А ведь и не идти на Банную теперь тоже нельзя! Должен же я знать… Зачем? Зачем это мне знать, что вся работа моя, жизнь моя, по сути дела, коту под хвост? Но, с другой стороны, почему уж так обязательно коту под хвост? А если и так, то что это означает – коту под хвост? Не сам ли я мечтаю отдать на хранение Синюю Папку так, чтобы не залез в нее потный любопытный нос Брыжейкина или Гагашкина? Впрочем, потный любопытный нос – это все-таки нечто иное. Брыжейкин – Гагашкиным, а читатель – читателем. Все же я, черт возьми, не онанизмом занимаюсь – я для людей пишу, а не для самоуслаждения. Конечно, с самого начала я готов был к тому, что Синюю Папку при моей жизни не напечатают. Обычное дело, не я первый, не я и последний. Но мысль о том, что она просто сгинет, на пропасть пойдет, растворится во времени без следа… Нет, к этому я не готов. Глупо, согласен. Но не готов. Потому и страшно!
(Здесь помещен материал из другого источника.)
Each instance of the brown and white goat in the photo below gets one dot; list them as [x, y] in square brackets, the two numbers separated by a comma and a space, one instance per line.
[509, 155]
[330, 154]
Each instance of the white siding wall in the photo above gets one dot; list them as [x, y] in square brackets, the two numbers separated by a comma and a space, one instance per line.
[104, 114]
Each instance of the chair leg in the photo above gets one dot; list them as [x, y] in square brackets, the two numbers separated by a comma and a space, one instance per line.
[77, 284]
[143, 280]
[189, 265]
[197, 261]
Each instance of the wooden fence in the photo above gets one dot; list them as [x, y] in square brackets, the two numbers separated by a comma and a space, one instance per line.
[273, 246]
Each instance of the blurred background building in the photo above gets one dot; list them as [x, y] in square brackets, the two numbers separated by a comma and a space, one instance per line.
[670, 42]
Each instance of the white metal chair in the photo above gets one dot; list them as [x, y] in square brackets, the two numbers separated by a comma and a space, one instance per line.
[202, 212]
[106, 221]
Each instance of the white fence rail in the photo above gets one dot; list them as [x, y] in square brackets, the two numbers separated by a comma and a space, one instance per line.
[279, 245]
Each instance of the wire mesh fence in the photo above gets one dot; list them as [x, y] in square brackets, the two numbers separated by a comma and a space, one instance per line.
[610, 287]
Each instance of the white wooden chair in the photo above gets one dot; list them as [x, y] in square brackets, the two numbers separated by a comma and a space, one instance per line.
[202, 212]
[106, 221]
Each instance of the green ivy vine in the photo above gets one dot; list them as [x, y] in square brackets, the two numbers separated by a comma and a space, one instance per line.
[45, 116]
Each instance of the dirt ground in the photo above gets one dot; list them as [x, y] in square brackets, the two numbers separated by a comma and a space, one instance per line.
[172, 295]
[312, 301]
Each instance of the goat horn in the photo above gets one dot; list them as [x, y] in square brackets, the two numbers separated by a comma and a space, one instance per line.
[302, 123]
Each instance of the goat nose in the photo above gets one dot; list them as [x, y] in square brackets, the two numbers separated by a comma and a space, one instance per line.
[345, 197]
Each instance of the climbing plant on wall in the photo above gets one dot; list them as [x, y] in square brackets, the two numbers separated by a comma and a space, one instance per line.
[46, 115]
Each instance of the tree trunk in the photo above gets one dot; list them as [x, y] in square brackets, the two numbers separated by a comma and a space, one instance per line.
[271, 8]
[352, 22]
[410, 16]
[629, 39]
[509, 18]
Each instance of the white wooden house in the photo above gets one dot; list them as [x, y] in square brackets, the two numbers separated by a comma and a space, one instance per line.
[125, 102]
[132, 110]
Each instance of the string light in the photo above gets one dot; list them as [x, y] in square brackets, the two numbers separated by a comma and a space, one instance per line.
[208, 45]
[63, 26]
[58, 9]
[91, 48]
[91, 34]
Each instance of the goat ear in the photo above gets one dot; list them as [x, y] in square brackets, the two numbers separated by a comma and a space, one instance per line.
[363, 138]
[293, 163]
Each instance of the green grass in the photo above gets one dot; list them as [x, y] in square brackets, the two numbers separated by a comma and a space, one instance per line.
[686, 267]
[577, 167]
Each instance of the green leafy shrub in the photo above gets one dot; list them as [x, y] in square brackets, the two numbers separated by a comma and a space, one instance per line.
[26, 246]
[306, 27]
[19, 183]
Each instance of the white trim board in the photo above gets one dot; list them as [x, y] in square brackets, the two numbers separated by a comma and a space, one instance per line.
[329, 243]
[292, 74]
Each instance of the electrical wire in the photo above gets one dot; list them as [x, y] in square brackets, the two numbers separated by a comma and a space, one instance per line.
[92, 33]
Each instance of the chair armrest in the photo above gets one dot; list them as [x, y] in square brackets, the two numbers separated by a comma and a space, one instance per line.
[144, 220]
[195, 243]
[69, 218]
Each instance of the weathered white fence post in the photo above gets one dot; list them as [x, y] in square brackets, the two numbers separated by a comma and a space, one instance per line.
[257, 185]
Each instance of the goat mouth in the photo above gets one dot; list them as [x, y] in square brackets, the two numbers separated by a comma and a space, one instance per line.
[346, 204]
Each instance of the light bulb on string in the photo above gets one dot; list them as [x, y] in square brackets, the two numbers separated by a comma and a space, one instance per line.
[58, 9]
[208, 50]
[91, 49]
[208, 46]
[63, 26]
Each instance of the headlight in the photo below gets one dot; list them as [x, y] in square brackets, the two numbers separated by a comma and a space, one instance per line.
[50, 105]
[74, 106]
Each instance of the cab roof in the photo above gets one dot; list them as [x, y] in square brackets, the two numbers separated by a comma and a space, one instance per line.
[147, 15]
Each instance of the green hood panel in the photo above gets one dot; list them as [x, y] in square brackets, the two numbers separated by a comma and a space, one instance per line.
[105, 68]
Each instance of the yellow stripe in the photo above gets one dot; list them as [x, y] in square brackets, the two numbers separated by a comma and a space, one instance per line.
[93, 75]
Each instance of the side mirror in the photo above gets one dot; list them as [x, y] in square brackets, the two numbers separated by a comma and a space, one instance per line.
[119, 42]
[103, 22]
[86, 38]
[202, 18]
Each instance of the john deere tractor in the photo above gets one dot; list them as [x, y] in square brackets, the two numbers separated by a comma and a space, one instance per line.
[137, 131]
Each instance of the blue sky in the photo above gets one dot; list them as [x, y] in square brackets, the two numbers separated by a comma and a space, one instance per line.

Я умывался, приводил в порядок постель, готовил завтрак, занятый этими мыслями. Была всего половина седьмого, но все равно я не мог бы теперь ни спать, ни даже просто лежать. Меня прямо-таки трясло от нервного возбуждения, от желания что-нибудь немедленно сделать или хотя бы решить.
Это ж надо же, до чего нас убедили, будто рукописи не горят! Горят они, да еще как горят, прямо-таки синим пламенем! Гадать страшно, сколько их, наверное, сгинуло, не объявившись… Не хочу я для своего творения такой судьбы. И узнать о такой судьбе не хотелось бы, если она такая… Ах, не зря, не зря обиняками вчера говорил мой невеселый знакомец, мог бы ведь и прямо сказать, что к чему, но рассудил, что ежели не догадаюсь я сам, то бог убогому простит, а уж если догадаюсь, тогда деваться мне будет некуда: приду, и принесу, и узнаю…
И нечувствительно оказалось, что сижу я за своим столом, и Синяя Папка распахнута передо мною, и пальцы мои сами собой берут листок за листком и бережно перекладывают справа налево, отглаживают, выравнивают объемистую уже стопочку, и ужасно горько мне стало, что вчера поздно вечером дочитал я последнюю написанную строчку. А как хорошо было бы именно сегодня, сейчас вот, в минуту неуверенности, в минуту паники, когда дорога моя неумолимо ведет к развилке, как хорошо было бы в эту минуту прочитать последнюю, еще неведомую мне, ненаписанную строчку и под нею слово «КОНЕЦ». Тогда я мог бы сказать сейчас с легкой душою: «Все это, государи мои, философия, а вот полюбуйтесь-ка на это!» – и покачал бы Синюю Папку на растопыренной пятерне.